The challenge of codependency is that it is natural for at least half of humanity to want to be helpful, as parents and partners. The challenge comes when we overstep other's boundaries, or an addiction makes a child or partner unable to respond to insights from others. I am slowly trying to figure out balance here.

Saturday, January 25, 2020

Crying

I have been crying a lot this week and last.

Last Thursday, I got the hint that the Boy will likely stay in Montana for his senior year of high school. I cried for a few hours over this. It was a good hard, cathartic cry and I felt better afterwards.
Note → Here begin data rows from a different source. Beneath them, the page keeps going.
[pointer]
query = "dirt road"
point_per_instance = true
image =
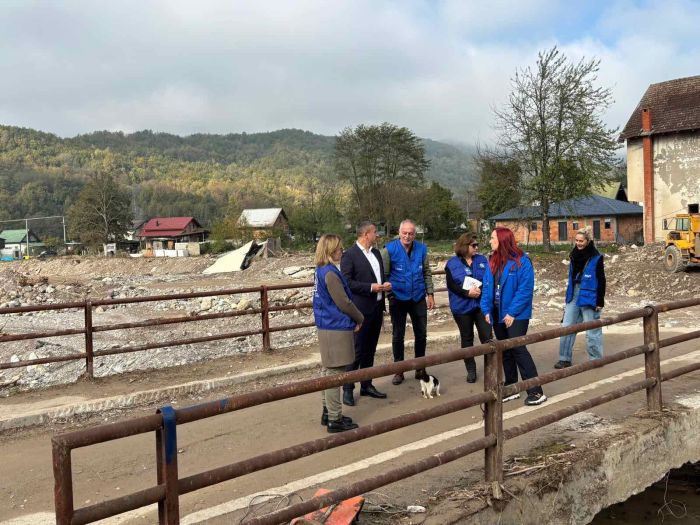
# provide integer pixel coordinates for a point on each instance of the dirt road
(120, 467)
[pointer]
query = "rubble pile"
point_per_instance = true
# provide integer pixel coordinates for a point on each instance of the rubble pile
(635, 277)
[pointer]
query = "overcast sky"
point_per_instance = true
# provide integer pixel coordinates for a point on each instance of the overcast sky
(184, 67)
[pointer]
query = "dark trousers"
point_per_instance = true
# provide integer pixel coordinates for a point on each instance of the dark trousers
(517, 358)
(366, 345)
(466, 323)
(418, 311)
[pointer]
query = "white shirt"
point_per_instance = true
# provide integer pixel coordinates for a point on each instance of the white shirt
(374, 263)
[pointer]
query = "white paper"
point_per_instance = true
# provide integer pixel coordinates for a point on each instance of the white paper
(470, 282)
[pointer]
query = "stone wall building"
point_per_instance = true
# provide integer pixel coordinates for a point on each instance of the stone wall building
(663, 152)
(612, 220)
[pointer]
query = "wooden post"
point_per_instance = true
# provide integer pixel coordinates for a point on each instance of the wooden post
(493, 415)
(89, 358)
(652, 359)
(265, 307)
(166, 467)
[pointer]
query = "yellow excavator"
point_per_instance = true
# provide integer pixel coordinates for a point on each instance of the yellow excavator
(682, 245)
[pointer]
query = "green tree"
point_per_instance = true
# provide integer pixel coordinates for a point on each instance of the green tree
(499, 183)
(552, 127)
(101, 212)
(382, 164)
(439, 213)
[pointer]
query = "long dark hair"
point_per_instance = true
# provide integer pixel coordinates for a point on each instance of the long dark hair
(507, 250)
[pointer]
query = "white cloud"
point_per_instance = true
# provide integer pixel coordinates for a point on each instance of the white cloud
(232, 66)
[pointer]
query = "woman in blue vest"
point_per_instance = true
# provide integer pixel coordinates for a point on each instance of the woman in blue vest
(337, 318)
(585, 297)
(506, 300)
(464, 274)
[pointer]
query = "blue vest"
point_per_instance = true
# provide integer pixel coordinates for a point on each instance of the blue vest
(326, 314)
(588, 293)
(406, 275)
(459, 270)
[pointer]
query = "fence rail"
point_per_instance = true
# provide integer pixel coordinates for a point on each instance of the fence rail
(89, 328)
(169, 486)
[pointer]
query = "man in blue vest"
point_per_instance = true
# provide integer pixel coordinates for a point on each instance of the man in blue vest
(407, 268)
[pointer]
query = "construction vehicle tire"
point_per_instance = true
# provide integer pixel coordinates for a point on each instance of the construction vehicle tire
(673, 260)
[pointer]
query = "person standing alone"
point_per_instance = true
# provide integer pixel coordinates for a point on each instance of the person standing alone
(406, 265)
(464, 274)
(585, 297)
(506, 300)
(363, 269)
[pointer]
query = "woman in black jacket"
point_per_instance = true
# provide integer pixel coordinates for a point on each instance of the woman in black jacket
(585, 297)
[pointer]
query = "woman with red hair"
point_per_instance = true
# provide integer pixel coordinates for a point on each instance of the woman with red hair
(506, 302)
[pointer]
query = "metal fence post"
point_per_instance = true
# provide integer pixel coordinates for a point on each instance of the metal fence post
(265, 307)
(166, 467)
(652, 359)
(493, 415)
(89, 359)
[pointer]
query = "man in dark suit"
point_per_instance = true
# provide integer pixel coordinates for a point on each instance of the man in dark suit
(363, 268)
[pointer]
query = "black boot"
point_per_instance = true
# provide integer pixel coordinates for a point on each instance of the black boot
(341, 425)
(470, 363)
(324, 418)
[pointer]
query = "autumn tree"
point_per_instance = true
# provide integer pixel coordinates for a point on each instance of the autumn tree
(101, 212)
(499, 182)
(385, 165)
(552, 126)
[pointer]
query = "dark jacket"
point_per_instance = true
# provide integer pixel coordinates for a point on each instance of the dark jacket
(517, 285)
(359, 275)
(409, 273)
(455, 272)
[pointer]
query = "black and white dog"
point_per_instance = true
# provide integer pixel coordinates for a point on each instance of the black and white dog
(429, 385)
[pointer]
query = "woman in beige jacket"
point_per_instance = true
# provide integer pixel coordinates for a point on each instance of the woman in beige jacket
(336, 319)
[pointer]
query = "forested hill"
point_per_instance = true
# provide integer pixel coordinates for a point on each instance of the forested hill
(203, 175)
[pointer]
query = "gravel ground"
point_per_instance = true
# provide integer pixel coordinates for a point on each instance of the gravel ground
(635, 278)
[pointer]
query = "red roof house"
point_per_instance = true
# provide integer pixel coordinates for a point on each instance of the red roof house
(177, 229)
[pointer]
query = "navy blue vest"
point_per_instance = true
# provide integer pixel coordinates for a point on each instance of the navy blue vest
(406, 275)
(588, 293)
(326, 314)
(459, 270)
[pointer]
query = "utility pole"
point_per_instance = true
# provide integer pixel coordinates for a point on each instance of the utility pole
(26, 237)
Yesterday afternoon, I got an email from the Boy's school nurse that he might have torn his ACL and he needs an MRI. As readers of my blog may know, I tore my ACL at the end of 2015. 2016 was the year of surgery and recovery. The Boy is stronger, tougher and younger than I was in 2015, so his recovery will likely be faster. Still, this teeny-tiny ligament in the knee can surprisingly mess up someone's life for a year. Mobility is important. The Boy lives for skiing. His second sport is soccer. He had just joined the school's basketball team, too, which was awesome for someone who had rarely touched a basketball. This happens in a school of thirty-five kids when they need more players. All of these sports require an ACL.

How did he tear it? Attempting a 540 spin on what I am guessing was a janky homemade jump by the boys at his school on the snowy Montana campus.

I got the email around noon and I was able to hold it together for the rest of the day at work. After lunch, I was in an intense three hour team meeting in the afternoon where we hashed out details for a project plan. I had a few other tasks I needed to work on and then I fell apart crying.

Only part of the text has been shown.